Les opérateurs télécoms n'en font pas assez pour les personnes sourdes et muettes

-

- - Sgnl smartwatch

Depuis fin 2018, les opérateurs doivent fournir une offre de services de communications électroniques accessible aux personnes sourdes, malentendantes, sourdaveugles et aphasiques.

Il est toujours aussi difficile aujourd'hui pour des personnes aveugles, sourdes, malentendantes ou muettes d'utiliser des services de téléphonie. Pourtant, depuis fin 2018, les opérateurs doivent fournir une offre de services de communications électroniques permettant à ces populations d’émettre et de recevoir des appels téléphoniques.

"La fourniture d’une offre accessible par de nouveaux opérateurs constitue une avancée. Cependant, une fraction très importante de la population sourde et malentendante française continue de ne pas utiliser les services mis en place par les opérateurs", explique l'Arcep, le régulateur des télécoms qui analyse les indicateurs d'usages que les opérateurs doivent lui fournir tous les trimestres.

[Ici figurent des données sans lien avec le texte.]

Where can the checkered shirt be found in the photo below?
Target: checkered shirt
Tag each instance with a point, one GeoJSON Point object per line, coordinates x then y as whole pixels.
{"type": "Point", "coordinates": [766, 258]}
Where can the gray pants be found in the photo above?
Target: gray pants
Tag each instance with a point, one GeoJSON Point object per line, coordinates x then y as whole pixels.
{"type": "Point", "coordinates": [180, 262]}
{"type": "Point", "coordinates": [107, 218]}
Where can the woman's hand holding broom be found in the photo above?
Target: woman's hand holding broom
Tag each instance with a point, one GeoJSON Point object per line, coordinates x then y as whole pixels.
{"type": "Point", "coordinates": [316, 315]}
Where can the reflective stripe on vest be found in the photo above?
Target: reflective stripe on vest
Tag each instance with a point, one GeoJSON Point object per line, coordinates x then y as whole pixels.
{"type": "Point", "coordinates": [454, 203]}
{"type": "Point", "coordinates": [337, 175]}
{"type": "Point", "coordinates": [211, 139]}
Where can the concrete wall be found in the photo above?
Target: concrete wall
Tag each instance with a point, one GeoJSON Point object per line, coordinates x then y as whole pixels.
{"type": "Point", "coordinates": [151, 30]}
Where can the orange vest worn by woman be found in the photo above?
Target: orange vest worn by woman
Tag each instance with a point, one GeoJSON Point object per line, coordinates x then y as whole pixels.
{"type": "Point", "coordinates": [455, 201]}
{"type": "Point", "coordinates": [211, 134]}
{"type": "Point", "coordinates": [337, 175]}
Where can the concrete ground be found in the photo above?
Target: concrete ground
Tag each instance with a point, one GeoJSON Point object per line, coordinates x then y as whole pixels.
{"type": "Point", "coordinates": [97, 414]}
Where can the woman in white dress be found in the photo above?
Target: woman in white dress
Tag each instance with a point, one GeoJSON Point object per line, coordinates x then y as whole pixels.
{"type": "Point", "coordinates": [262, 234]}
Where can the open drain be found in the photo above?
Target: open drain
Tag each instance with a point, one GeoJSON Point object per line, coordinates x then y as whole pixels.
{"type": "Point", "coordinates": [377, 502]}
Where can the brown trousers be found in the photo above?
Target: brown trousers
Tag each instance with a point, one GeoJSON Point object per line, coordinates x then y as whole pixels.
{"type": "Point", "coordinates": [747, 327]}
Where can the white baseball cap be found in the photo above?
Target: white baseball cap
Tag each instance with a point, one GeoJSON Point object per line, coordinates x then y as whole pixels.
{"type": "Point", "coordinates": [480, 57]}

En un an, le nombre d'utilisateurs progresse assez peu: 3140 pour le langage des signes par exemple au 2e trimestre contre 2217 un an plus tôt tandis que le nombre de conversations passe de 9600 à 17.000.

Difficultés d'accès

En cause, des offres difficiles d'accès pour les personnes sourdes et malentendantes.

"La modalité à laquelle les utilisateurs sourds et malentendants ont le plus recours reste de loin la langue des signes française (LSF), pour laquelle les indicateurs de qualité traduisent la difficulté pour de nombreux abonnés à avoir accès au service dans des délais raisonnables. Certains de ces indicateurs demeurent en deçà des niveaux définis par l’Arcep", poursuit l'Autorité.

Par exemple, pour accéder à ce service, le taux de prise en charge inférieur à 30 secondes ne concerne que 25% des demandes et 42% en moins de 3 minutes.

Quant à l’offre de services spécifiquement dédiée aux utilisateurs aphasiques, "elle n’est encore pas effective, et son lancement doit devenir une priorité pour les opérateurs", assène le régulateur.

Concernant les utilisateurs aveugles ou malvoyants, l'offre qui leur est destinée "a commencé à être mise en place au cours de ce trimestre par certains opérateurs".